Nippon Columbia Co., Ltd. (日本コロムビア株式会社, Nippon Koromubia Kabushiki Gaisha), often pronounced Korombia, operating internationally as Nipponophone Co., Ltd. (日本蓄音器商会, Nihon Chikuonki Shōkai), is a Japanese record label founded in 1910 as Nipponophone Co., Ltd. It affiliated itself with the Columbia Graphophone Company of the United Kingdom and adopted the standard UK Columbia trademarks (the "Magic Notes") in 1931. The company changed its name to Nippon Columbia Co., Ltd. in 1946. It used the Nippon Columbia name until October 1, 2002, when it became Columbia Music Entertainment, Inc. (コロムビアミュージックエンタテインメント株式会社, Koromubia Myūjikku Entateinmento Kabushiki kaisha).[1] On October 1, 2010, the company returned to its current name. Outside Japan, the company operated formerly as the Savoy Label Group, which releases recordings on the SLG, Savoy Jazz, and continues to operate as Denon. It also manufactured electronic products under the Denon brand name until 2001. In 2017, Concord Music acquired Savoy Label Group.[2] Nippon Columbia also licensed Hanna-Barbera properties in Japan until those rights were transferred to Turner Home Entertainment sometime in 1997. Currently, these rights are owned by Warner Bros. Japan LLC.
Other information
Aside from common historical roots, the current Nippon Columbia label has no direct relation with either the American Columbia Records (part of the Sony Music group in the United States and known in Japan as Sony Records International; Nippon Columbia was the licensee for the American Columbia Records up until 1968, when CBS/Sony (now Sony Music) was founded) or the British EMI group, of which the original Columbia Graphophone Co. was a part - the licensee for the British Columbia Graphophone Company was actually Toshiba Musical Industries (The EMI group was broken up in 2012; the current licensee for re-issues is Universal Music Japan). The label is notable, however, for continuing to use the historical Magic Notes logo, which has been associated with the Columbia name since the label's founding.

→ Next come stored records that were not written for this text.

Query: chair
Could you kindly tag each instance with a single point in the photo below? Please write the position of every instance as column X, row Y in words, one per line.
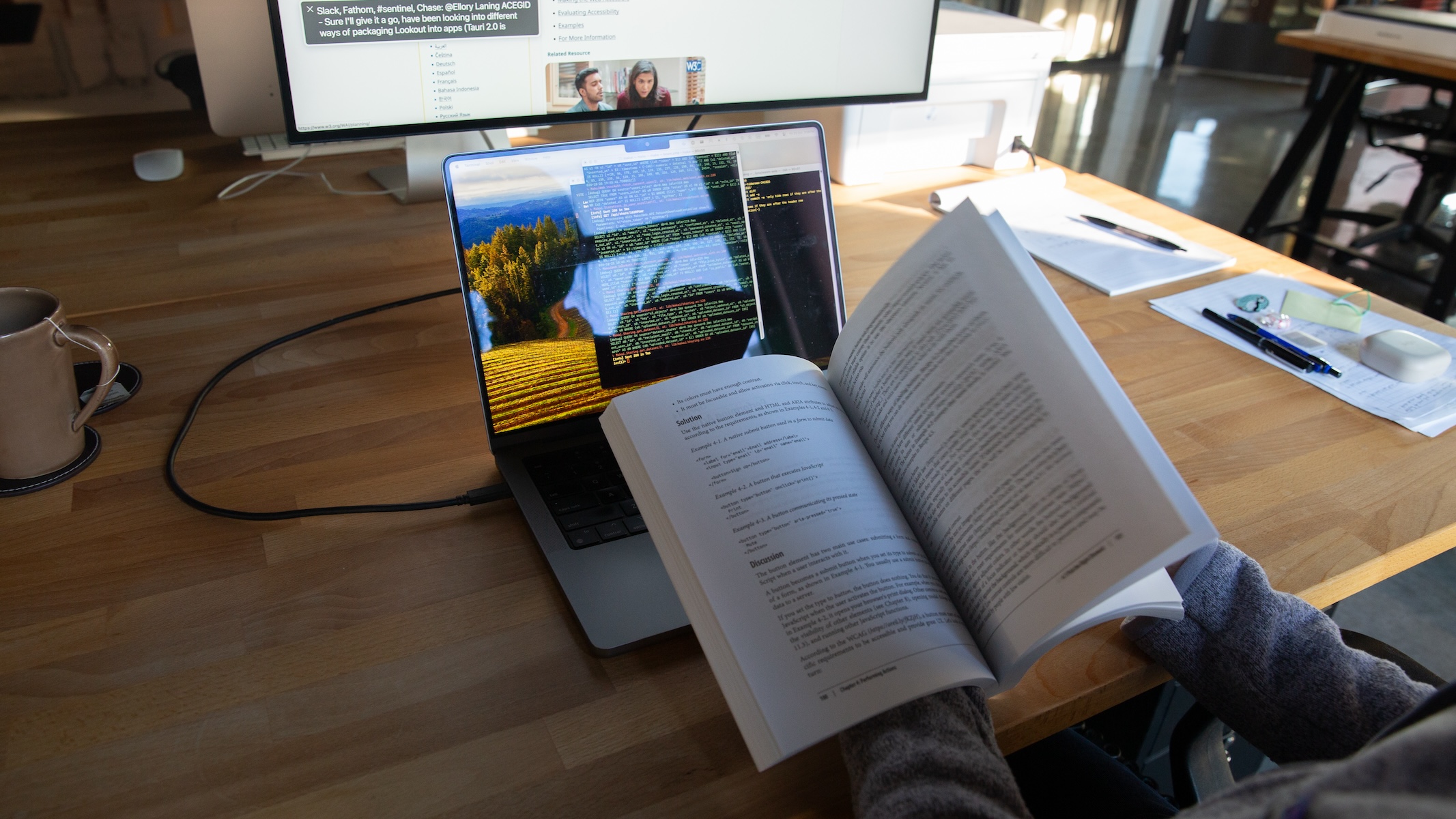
column 1199, row 747
column 1438, row 160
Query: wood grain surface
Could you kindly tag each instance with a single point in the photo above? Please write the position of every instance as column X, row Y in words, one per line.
column 1371, row 54
column 160, row 662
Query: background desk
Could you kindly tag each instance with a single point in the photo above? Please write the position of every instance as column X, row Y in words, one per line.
column 156, row 661
column 1336, row 92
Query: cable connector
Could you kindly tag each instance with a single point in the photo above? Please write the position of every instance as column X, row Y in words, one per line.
column 1016, row 145
column 488, row 493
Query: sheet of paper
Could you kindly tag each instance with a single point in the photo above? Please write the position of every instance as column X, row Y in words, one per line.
column 1427, row 407
column 1047, row 220
column 804, row 582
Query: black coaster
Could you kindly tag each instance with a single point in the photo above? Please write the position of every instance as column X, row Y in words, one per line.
column 27, row 485
column 88, row 373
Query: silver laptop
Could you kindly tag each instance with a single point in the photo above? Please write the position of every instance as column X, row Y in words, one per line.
column 596, row 268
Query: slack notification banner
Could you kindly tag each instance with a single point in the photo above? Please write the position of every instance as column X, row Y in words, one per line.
column 326, row 24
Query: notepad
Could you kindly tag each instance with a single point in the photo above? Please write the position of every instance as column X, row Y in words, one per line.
column 1047, row 220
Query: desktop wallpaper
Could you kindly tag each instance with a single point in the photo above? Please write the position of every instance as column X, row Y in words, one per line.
column 582, row 293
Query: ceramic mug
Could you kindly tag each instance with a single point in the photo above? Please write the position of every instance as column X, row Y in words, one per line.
column 41, row 419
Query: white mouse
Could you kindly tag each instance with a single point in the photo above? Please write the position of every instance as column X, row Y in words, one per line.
column 159, row 164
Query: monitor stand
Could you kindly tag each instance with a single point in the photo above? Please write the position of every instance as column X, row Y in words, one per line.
column 421, row 178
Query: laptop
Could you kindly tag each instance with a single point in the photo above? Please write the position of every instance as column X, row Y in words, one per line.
column 596, row 268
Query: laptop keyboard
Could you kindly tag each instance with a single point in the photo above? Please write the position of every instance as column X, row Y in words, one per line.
column 586, row 493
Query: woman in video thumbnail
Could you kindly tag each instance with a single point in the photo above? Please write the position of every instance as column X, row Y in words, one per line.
column 642, row 89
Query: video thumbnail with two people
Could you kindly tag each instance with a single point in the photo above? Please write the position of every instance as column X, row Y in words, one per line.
column 622, row 85
column 592, row 278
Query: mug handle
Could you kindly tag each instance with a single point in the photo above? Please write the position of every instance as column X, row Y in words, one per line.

Columbia*readymade (originally stylized as ********* records,tokyo and/or readymade records,tokyo on CD artwork, later changing to columbia*readymade after Nippon Columbia rebranded to Columbia Music Entertainment)

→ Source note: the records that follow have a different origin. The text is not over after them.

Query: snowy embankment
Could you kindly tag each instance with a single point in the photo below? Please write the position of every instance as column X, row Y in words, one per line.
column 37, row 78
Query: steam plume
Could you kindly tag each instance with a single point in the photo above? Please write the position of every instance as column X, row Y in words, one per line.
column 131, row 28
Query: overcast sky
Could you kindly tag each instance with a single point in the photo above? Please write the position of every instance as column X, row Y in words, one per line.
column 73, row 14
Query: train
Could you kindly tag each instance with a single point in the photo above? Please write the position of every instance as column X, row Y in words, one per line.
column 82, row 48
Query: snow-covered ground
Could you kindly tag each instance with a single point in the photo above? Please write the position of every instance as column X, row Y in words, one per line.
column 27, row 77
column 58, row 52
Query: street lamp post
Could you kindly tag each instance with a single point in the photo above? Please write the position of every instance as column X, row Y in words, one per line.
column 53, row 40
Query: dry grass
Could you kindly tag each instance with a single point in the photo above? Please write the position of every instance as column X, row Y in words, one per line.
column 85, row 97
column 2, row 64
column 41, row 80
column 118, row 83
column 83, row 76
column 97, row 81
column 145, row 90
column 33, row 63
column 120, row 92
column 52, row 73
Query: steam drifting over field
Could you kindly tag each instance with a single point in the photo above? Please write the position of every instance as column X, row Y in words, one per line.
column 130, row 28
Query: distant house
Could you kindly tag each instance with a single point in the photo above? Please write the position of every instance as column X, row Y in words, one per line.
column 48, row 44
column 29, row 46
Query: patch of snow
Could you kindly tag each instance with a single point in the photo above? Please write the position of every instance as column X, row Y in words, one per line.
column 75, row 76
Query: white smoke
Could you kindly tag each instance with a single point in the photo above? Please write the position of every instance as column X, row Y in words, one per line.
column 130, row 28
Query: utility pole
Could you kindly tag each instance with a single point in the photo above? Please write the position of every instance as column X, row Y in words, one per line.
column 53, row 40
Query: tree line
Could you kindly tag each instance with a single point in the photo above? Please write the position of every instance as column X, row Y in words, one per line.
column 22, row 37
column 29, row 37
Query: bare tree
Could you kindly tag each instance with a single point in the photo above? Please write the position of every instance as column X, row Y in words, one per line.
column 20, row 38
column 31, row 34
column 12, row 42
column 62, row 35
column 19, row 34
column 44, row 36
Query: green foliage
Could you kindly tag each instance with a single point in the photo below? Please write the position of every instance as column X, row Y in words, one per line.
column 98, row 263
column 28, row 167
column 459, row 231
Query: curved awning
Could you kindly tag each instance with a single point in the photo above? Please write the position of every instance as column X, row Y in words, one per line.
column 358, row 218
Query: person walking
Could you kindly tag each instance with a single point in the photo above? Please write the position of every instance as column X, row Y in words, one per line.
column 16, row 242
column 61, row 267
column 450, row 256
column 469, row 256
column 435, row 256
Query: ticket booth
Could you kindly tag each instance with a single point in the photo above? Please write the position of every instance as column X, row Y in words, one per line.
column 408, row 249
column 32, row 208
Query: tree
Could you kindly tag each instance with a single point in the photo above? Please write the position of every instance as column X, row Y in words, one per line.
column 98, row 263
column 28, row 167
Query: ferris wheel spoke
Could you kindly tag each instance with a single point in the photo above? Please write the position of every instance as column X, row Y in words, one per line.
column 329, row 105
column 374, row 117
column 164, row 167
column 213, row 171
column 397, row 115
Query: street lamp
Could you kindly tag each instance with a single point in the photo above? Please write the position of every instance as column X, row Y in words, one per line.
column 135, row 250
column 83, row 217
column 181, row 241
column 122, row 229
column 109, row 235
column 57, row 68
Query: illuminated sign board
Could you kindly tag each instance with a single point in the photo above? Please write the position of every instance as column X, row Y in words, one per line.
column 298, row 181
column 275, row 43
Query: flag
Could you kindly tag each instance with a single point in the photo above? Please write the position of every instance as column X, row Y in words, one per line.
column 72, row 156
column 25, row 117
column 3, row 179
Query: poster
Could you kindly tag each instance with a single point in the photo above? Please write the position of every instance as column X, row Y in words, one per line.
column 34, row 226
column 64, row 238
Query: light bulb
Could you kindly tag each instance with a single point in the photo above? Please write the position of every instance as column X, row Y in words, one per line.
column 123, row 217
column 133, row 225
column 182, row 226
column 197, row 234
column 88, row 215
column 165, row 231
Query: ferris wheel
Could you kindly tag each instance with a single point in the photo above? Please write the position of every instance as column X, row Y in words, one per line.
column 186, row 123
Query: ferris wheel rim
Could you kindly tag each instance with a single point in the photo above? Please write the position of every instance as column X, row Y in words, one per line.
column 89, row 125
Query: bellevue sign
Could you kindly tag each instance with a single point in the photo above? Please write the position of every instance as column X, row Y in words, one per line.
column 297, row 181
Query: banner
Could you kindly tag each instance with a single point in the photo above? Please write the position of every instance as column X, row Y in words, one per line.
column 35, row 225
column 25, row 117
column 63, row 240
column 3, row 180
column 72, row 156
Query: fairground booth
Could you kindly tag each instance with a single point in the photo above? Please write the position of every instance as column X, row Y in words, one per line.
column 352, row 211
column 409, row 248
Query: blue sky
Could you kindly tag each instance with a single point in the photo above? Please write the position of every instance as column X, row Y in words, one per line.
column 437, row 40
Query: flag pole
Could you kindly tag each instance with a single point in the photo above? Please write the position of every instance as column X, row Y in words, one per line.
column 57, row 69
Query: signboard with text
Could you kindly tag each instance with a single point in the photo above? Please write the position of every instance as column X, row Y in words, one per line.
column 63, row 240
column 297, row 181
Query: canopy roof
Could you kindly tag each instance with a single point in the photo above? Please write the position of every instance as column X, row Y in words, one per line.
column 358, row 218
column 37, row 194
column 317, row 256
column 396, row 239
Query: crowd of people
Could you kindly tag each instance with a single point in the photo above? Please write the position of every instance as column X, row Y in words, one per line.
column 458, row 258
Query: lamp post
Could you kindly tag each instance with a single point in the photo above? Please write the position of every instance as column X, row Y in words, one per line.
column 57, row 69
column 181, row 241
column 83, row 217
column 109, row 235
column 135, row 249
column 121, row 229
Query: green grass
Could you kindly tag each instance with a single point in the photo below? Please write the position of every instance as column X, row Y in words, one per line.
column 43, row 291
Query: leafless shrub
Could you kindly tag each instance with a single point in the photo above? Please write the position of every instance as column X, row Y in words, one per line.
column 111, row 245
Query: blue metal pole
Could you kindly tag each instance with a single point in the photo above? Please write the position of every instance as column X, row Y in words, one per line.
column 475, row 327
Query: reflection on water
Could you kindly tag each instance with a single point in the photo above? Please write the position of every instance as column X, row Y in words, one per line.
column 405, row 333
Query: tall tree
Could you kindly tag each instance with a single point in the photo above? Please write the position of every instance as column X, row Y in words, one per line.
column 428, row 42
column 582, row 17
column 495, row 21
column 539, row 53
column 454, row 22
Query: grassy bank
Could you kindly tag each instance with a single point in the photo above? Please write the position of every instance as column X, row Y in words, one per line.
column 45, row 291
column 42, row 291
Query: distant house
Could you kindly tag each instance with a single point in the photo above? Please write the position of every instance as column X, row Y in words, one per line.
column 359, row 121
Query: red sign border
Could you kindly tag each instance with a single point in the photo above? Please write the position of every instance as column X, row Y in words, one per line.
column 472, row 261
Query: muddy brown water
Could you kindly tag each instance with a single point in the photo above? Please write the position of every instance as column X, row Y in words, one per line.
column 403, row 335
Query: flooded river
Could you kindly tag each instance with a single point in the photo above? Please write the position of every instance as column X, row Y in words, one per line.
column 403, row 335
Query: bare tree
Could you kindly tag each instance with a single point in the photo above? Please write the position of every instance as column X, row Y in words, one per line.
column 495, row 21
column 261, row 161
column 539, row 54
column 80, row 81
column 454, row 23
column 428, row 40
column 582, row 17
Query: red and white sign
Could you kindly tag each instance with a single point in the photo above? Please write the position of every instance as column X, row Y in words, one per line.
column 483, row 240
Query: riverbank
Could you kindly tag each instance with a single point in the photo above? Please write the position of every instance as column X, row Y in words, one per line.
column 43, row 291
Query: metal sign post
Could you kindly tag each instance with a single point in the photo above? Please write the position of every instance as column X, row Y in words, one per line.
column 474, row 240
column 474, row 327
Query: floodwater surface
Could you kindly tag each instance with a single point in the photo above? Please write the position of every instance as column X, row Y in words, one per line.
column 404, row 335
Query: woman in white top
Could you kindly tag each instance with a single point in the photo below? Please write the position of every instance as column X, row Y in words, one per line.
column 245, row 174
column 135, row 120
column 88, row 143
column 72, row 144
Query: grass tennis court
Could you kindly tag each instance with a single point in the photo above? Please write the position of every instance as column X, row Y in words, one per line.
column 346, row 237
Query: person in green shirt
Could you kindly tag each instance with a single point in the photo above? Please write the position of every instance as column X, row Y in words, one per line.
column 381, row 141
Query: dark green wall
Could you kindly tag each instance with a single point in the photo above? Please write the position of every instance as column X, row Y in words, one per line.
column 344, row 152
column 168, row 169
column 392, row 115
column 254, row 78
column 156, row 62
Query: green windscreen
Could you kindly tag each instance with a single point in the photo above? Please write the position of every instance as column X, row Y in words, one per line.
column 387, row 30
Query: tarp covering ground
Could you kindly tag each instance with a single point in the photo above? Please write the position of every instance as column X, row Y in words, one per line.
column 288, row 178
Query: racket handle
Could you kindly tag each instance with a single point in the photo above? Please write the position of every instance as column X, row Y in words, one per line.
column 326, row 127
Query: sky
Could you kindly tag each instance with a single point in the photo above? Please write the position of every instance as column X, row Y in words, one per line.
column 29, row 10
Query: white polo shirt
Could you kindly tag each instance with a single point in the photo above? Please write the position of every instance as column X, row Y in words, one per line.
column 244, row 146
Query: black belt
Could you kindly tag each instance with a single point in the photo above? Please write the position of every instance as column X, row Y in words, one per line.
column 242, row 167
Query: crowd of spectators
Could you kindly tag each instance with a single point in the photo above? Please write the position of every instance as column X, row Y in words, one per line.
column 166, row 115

Forte Music Entertainment (stylized as Forte Music E.)
Heat Wave
Hug Columbia
M-Train
Nexstar Records
Passion
Triad
OtoRevo
In February 2006 Columbia Music Entertainment CEO Sadahiko Hirose hired Napster co-founder Jordan Ritter as executive advisor to the CEO. In April 2006, Ritter became CTO[citation needed] and formed the Red Dove (R&D) division, focusing on reducing costs and improving efficiency of internal operations, while developing new spinout companies that proved better approaches to the most expensive aspects of CME's business.

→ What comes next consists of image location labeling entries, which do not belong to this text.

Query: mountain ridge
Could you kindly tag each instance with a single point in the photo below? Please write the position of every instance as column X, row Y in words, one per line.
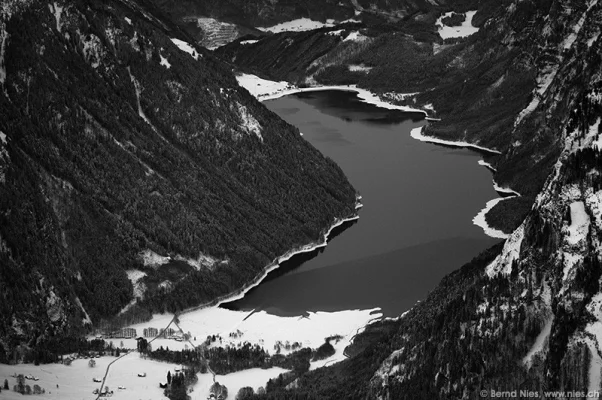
column 116, row 142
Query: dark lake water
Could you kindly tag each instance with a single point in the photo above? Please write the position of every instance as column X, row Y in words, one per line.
column 416, row 224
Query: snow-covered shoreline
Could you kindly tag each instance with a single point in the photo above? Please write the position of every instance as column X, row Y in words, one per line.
column 479, row 219
column 265, row 90
column 417, row 134
column 239, row 294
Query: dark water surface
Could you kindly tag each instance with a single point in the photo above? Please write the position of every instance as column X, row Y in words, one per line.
column 416, row 224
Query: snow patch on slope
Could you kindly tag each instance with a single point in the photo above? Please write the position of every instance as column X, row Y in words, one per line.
column 511, row 251
column 186, row 47
column 540, row 342
column 355, row 36
column 577, row 231
column 297, row 25
column 152, row 259
column 259, row 87
column 3, row 44
column 164, row 62
column 57, row 11
column 464, row 30
column 249, row 123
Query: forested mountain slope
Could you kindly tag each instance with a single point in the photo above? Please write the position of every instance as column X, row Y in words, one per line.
column 478, row 86
column 526, row 315
column 119, row 149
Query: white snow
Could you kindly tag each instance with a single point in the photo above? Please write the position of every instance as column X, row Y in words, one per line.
column 254, row 378
column 592, row 40
column 487, row 165
column 479, row 220
column 510, row 252
column 335, row 33
column 466, row 29
column 86, row 319
column 540, row 343
column 593, row 133
column 579, row 227
column 186, row 47
column 124, row 373
column 152, row 259
column 594, row 372
column 267, row 90
column 264, row 329
column 140, row 110
column 501, row 189
column 593, row 201
column 75, row 381
column 595, row 329
column 138, row 288
column 417, row 134
column 297, row 25
column 57, row 11
column 164, row 62
column 4, row 35
column 569, row 40
column 259, row 87
column 571, row 260
column 249, row 123
column 202, row 260
column 355, row 36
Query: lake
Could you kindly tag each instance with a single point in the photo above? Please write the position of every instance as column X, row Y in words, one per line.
column 416, row 224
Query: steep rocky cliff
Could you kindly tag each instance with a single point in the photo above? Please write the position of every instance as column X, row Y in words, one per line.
column 526, row 314
column 126, row 152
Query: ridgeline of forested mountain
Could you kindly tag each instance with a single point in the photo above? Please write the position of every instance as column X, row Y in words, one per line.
column 525, row 315
column 115, row 144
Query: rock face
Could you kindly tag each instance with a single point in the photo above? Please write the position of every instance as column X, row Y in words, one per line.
column 525, row 314
column 118, row 138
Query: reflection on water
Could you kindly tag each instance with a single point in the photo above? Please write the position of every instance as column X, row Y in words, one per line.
column 415, row 227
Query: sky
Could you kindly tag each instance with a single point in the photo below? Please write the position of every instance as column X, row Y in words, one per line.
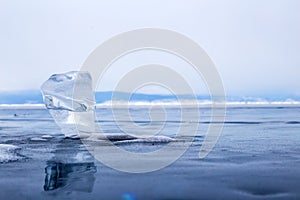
column 254, row 44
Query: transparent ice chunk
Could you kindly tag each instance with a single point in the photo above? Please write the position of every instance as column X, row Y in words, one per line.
column 70, row 99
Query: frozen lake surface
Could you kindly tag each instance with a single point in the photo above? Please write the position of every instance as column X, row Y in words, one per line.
column 256, row 157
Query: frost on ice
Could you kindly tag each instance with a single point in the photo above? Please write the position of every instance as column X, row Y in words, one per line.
column 69, row 97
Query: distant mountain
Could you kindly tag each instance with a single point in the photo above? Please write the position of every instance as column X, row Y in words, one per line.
column 35, row 97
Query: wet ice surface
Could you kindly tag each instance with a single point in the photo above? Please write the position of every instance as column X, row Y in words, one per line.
column 257, row 157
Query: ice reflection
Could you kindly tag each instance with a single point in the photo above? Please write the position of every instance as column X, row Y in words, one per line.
column 70, row 176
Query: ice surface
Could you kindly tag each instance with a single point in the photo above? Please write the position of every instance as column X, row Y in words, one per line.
column 8, row 153
column 69, row 97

In 2007, Ritter hired Ejovi Nuwere into CME, and together they began building a Japanese-based, competition-oriented promotional platform for new artists called OtoRevo. The premise of the project was to prove a more cost- and time-efficient model for discovering viable artists to join the label. Despite the measurable successes of Otorevo,[3][4][5] the CME board of directors voted to terminate all R&D projects in March 2008.
OtoRevo Artists
A number of talented artists were discovered on the OtoRevo platform. Two artist received debuts but all were released after the shut down of the R&D division and went to other labels. The most well known is the group CREAM[6] who were originally named IYSE. They are currently one of the top selling new artists in Japan with more than 3M channel views on YouTube.[7]